Ülkemizin insanları arasında kaç kişi kendi birikimi ile empati yapıp “madem bu insan Müslümanlar için bu kadar faydalı ise ABD'de ne işi olabilir, orada kendisine ve çevresine bu kadar imkânlar sağlanabilir” demiyordu. Onu orada görmek için atılmadık takla kalmıyordu. Dünya genelinde ağ kuran bir kişi bu ülkede nasıl özel şartlarda yaşatılabilirdi. Bu bile tedbirli olmaya yeterdi. Bu kişinin yüzünü görmek istemeyenler etrafındaki nice tatlı dilli, güler yüzlü insanların davranışlarına kapılarak yanıltılıyordu. ABD bu kişiyi iade etmek için “gerekli delillerle dosya verin” diyor. Herkes bilir ki ABD kimseden delil almaz, alsa da ona asla inanmaz; sadece kendisi delil üretir ve herkesi ona inanmaya zorlar. Eğer bir ülkenin en zeki gençleri ABD'de okumak için can atarlarsa, tüm benlikleri ile orada bir gün fazla yaşamak için bütün gayretlerini sarf ederlerse o ülke sadece ceplere değil, beyinlere ve gönüllere hitap edecekti. Etti de.

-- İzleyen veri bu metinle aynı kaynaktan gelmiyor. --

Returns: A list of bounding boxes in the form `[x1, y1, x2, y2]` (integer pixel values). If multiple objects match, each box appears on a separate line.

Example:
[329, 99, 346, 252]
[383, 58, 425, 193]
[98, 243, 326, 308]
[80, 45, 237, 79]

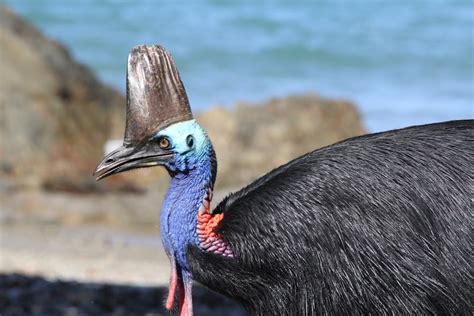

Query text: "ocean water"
[0, 0, 474, 131]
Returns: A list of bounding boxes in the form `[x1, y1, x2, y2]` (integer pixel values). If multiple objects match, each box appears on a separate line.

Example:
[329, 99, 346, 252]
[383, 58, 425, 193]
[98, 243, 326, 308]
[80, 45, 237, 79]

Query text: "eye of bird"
[186, 135, 194, 148]
[159, 137, 171, 149]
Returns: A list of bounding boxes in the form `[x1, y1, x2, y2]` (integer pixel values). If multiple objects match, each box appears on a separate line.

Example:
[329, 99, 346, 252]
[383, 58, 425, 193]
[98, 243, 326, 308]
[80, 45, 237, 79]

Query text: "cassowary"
[96, 46, 474, 315]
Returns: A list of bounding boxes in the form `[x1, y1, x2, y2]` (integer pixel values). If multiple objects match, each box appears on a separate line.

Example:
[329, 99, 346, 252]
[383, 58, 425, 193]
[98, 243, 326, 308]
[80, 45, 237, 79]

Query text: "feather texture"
[187, 120, 474, 315]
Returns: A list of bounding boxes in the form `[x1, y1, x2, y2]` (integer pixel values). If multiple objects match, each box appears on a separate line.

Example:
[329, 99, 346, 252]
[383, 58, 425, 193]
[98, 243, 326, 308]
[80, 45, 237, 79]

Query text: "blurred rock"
[0, 7, 364, 193]
[197, 93, 364, 187]
[0, 6, 125, 191]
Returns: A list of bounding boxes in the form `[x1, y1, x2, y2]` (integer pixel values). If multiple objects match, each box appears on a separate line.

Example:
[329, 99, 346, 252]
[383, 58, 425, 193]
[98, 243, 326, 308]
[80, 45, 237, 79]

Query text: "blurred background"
[0, 0, 474, 315]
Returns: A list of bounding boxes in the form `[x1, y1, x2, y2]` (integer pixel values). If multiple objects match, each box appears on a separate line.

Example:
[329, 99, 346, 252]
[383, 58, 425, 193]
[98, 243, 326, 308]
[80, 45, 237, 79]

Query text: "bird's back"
[188, 120, 474, 315]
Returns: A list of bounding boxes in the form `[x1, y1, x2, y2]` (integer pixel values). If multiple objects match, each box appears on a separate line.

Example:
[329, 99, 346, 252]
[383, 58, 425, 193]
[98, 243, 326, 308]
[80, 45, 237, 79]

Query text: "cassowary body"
[188, 121, 474, 315]
[97, 46, 474, 315]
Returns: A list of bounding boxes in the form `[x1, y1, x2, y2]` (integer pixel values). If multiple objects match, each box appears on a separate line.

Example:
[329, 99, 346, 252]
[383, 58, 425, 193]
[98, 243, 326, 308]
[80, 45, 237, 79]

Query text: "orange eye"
[160, 137, 170, 149]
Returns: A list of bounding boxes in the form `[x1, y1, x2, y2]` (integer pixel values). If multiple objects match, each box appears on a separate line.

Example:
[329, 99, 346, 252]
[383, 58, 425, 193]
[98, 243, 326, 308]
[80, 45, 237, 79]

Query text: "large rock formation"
[198, 94, 364, 187]
[0, 7, 363, 195]
[0, 6, 125, 189]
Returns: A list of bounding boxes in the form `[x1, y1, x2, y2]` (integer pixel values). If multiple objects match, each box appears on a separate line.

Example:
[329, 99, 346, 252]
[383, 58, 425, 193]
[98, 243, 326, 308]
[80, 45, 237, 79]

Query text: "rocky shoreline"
[0, 274, 246, 316]
[0, 6, 364, 316]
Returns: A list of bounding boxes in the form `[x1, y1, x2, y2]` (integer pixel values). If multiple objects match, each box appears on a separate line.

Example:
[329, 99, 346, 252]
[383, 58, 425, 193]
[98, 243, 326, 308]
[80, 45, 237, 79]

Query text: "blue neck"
[160, 145, 217, 271]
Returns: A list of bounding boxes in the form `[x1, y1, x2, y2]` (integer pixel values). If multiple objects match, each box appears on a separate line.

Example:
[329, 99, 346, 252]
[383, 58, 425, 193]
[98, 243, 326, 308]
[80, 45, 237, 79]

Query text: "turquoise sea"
[0, 0, 474, 131]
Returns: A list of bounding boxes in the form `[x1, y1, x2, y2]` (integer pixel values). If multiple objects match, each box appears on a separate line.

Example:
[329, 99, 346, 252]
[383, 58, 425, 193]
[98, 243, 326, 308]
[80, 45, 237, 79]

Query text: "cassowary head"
[95, 46, 212, 179]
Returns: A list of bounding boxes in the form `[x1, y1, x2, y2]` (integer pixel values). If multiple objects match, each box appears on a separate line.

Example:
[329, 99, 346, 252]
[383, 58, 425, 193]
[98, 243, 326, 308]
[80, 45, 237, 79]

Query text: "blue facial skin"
[155, 120, 217, 271]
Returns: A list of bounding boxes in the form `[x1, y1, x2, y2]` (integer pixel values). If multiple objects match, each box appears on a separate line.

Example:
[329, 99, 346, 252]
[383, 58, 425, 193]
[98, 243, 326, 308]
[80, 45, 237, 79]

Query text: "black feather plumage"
[187, 120, 474, 315]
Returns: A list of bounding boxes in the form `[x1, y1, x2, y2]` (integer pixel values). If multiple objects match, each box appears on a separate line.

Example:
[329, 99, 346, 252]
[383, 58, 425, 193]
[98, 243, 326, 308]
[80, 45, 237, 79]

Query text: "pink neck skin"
[165, 190, 234, 316]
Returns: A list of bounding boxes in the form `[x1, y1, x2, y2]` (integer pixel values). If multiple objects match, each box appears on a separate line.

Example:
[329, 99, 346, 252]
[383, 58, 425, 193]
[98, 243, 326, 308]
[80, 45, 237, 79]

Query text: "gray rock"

Dünyaya yön verme iddiasındaki liderlerden Fransa'nın asker kökenli devletbaşkanı De Gaulle İslam alemi hakkında bilgi aldıkça “mutlaka ne yapıp edip boş duramayız bunların kaderini biz belirlemeliyiz” diyordu. Türkiye bu dünya üzerinde etkinlik kurdukça bu yön vericilerin her biri harekete geçti. Kuruluş amaçları ister çevrelerini terörize etmek olsun, ister medenileştirmek olsun nice kendi halindeki dini hareketlerin içlerine girerek onları adeta birer kukla haline getirdiler. Yetiştirdikleri kuklalar zaman zaman kendilerine de bilinçli veya bilinçsiz zarar verdi. Eğer zehirli yılanı besler etrafında tutarsan arada bir seni de sokar misali bunu da göze aldılar. Humeyni'yi önce Paris'e götürüp epeyce bir süre özel bir sarayda tutup sonra İran'a getirip iktidarı ele geçirtenler, aylarca şahlık dönemi İran devlet adamlarını birer birer asanların yolundan gidenler bugün Suriye'de yüzbinlerce masum insanı vahşice katlediyorlar. Planlar hep uzun soluklu yapılıyordu. 1980'li yıllara Humeyni ile damga vuranlar 2000'li yıllara Fetullah ile hükmedeceklerdi. Taliban, eş-Şebab, el-Kaide, Boko Haram ve şimdilerde DAEŞ dahil daha niceleri ortaya çıktıkları andan itibaren sadece Müslümanları öldürüyorlar. Çünkü onlara verilen komut böyleydi.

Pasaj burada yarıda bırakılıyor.